The first visual art fellow for English Heritage and 2022 Turner Prize nominee, Ingrid Pollard MBE, is unveiling a new exhibition of her works.

There is Light in the Fissures opens on February 10 at Belsay Hall and Quarry Gardens.

The exhibition forms part of the charity's creative programme, resulting from a partnership with Newcastle University and supported by Bartlett Endowment Funding.

Ms Pollard’s installations for the exhibition are a culmination of a year-long fellowship, creating impressive interventions and installations throughout the historic site.

Among these is a grand installation: a massive stone segment, discovered on site, suspended at half a metre and cradled by ropes attached to the towering pillars of Belsay’s Greek revival hall.

Other innovative pieces include intricately designed paper fragments adorning the torn wallpaper in Belsay Hall's bedrooms, as well as strategically-placed mirrors hiding in plain sight within the Quarry Gardens.

Hexham Courant: The exhibition ends on July 14The exhibition ends on July 14 (Image: English Heritage)

These artistic expressions delve into the history of the landscape, with particular emphasis on the sandstone the hall and quarry are crafted from.

Ms Pollard said: “The prospect of working at Belsay Hall was tantalising from the very beginning.

"It’s almost magical landscape led me down the pathways of sound, magic and performance and I found myself excited by the idea of bringing parts of this wonderland inside.

"The lines of enquiry that I have followed are many and, in some cases, surprising.
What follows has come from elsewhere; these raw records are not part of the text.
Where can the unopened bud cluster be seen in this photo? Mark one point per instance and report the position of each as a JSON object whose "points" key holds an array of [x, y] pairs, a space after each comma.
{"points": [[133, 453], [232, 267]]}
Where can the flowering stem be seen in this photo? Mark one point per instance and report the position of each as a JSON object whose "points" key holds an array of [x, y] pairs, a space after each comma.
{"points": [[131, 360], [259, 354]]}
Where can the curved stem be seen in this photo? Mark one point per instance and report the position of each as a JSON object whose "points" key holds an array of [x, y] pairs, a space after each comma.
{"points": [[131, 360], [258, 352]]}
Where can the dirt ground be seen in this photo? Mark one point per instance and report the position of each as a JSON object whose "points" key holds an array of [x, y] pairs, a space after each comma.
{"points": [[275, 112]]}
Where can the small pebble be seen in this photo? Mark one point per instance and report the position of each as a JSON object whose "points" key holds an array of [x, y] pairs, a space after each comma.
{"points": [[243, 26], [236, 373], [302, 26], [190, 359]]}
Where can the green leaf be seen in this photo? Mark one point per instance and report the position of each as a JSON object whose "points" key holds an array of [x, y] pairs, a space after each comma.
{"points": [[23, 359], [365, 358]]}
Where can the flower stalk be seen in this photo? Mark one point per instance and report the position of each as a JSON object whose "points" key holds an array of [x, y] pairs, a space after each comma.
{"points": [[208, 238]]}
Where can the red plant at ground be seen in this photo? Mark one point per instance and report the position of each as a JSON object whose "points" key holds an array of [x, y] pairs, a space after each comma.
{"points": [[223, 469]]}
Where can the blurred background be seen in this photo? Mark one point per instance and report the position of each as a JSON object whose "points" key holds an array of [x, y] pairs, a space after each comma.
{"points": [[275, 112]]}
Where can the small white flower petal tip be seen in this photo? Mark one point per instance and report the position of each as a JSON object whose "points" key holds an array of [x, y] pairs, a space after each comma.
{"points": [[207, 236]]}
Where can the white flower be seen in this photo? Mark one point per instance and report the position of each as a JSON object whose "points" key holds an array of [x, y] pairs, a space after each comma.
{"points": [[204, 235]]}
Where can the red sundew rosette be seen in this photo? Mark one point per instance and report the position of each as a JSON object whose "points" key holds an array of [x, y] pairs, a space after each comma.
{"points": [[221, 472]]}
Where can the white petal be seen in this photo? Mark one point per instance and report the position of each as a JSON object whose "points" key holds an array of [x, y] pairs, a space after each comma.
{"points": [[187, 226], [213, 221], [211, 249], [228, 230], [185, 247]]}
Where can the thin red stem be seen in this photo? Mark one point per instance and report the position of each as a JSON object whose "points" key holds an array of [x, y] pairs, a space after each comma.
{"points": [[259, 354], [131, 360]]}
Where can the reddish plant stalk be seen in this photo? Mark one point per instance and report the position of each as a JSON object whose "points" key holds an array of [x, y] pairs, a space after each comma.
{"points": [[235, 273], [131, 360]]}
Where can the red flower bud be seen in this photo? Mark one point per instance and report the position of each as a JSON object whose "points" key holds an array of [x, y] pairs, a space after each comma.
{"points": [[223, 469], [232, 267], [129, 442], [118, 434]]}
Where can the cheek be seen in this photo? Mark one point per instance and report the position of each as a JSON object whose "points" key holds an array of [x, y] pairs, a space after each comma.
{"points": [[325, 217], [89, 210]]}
I am looking forward to showing people what I have found.”

Belsay Hall, with its massive 14th century tower, a Jacobean mansion, an elegant Classical Greek Revival villa and 20 acres of unique gardens, presents a rich source of inspiration.

Penelope Sexton, English Heritage’s senior creative programme manager, said: “The castles, Abbeys and stately homes of England have a long history of inspiring great works of art, but English Heritage’s new creative programme wants artists to look at these wonderful old buildings in new ways.

"Ingrid Pollard has spent the past year doing just that, and it has been so interesting to watch her tease out the layers of history at Belsay, ones that don’t necessarily fit in with the obvious narratives.”